ZTE introduces the AiCube Training and Inference Integrated Cabinet to accelerate development of AI models

Time:2024-02-28

Barcelona, Spain, 27 February, 2024 - ZTE Corporation (0763.HK / 000063.SZ), a global leading provider of information and communication technology solutions, has launched the AiCube Training and Inference Integrated Cabinet at the Mobile World Congress (MWC) 2024. This launch aims to provide operators and industry users with a comprehensive Al-In-One intelligent computing solutions, empowering intelligence and enhancing the efficiency of enterprise digital transformation.

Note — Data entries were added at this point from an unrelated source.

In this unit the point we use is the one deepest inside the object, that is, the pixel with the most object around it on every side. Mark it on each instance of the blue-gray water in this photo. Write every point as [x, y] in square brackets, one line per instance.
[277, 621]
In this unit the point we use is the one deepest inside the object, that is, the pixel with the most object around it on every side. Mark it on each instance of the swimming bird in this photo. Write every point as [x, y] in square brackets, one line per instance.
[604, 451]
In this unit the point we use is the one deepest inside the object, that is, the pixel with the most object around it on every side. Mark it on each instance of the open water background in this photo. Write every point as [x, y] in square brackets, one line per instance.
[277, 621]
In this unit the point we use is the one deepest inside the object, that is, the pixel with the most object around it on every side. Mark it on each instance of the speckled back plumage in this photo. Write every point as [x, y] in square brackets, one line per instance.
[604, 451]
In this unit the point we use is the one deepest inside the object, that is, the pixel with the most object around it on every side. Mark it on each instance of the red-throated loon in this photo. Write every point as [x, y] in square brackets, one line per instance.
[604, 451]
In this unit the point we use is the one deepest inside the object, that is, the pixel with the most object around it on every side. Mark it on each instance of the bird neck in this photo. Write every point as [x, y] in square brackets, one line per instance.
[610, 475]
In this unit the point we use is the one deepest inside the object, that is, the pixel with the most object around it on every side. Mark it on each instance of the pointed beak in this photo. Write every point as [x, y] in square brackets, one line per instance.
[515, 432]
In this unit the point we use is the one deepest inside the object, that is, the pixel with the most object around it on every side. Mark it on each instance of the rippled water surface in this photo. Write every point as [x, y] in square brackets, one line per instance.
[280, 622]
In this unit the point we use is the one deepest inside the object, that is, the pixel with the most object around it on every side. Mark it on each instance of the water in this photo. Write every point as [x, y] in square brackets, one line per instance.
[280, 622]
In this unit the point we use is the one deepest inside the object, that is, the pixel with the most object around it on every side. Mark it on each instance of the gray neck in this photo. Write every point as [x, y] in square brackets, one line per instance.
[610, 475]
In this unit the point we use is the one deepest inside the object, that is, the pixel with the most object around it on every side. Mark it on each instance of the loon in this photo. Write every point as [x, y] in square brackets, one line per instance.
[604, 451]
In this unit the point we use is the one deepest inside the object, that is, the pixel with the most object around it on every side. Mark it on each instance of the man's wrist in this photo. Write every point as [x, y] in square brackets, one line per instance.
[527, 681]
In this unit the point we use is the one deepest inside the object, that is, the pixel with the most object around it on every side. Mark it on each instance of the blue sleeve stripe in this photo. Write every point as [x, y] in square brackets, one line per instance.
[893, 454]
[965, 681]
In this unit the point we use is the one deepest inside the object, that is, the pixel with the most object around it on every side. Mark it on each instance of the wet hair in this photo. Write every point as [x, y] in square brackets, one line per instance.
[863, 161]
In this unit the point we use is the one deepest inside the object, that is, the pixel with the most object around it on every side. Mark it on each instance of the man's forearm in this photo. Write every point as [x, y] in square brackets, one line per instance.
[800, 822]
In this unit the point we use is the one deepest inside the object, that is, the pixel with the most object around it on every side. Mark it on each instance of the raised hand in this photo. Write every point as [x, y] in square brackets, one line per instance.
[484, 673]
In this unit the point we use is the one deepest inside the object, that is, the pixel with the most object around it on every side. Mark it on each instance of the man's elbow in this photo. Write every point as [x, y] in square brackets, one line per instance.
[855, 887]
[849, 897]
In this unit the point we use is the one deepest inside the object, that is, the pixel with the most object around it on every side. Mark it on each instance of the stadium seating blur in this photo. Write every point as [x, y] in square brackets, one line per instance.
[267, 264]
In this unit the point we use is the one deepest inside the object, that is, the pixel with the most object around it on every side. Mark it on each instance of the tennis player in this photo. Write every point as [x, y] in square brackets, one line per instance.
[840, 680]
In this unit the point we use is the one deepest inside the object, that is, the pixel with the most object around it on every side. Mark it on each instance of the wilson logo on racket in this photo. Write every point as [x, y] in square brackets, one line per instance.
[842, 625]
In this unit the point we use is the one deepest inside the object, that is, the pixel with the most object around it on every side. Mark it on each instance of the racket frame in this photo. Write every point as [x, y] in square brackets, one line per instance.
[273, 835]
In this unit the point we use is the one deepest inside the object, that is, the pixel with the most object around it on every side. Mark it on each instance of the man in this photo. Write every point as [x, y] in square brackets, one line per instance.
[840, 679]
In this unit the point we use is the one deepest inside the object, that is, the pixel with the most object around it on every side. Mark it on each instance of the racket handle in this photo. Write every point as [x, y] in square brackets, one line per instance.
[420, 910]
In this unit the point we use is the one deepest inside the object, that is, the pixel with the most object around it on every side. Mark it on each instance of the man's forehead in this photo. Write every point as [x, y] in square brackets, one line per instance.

With the full-scale proliferation of AI models, their technologies undergo continuous updates and iterations, leading to a surge in industrial requirements. However, AI models encounter numerous challenges in practical applications, including lengthy R&D cycles, high entry thresholds for industries, and complex scenarios. In response to these challenges, ZTE has introduced the AiCube Training and Inference Integrated system. This system integrates computing, storage, network devices, and AI platform software, supporting mainstream AI frameworks. It aims to assist users in reducing the training and inference costs of proprietary domain models and lowering technical barriers.

The ZTE AiCube Training and Inference Integrated system features fast delivery, on-demand allocation of resources, and security & easy-to-use. Users of the product can quickly use it without complex deployment and configuration processes, saving time and resources. In addition, users can flexibly allocate training and inference resources as required to achieve optimal performance and cost balance. The AiCube also offers an end-to-end tool chain that significantly lowers the threshold to model training. In addition, the AiCube has multiple kinds of built-in models and applications that enable local fine-tuning of private domain data to ensure data security.

As a provider of full-stack intelligent computing solutions, ZTE remains committed to collaborating closely with operators and partners to continually promote the optimization and upgrading of computing power. The aim is to enrich model applications and collectively build a new intelligent computing ecosystem, injecting fresh momentum into the development of the digital economy.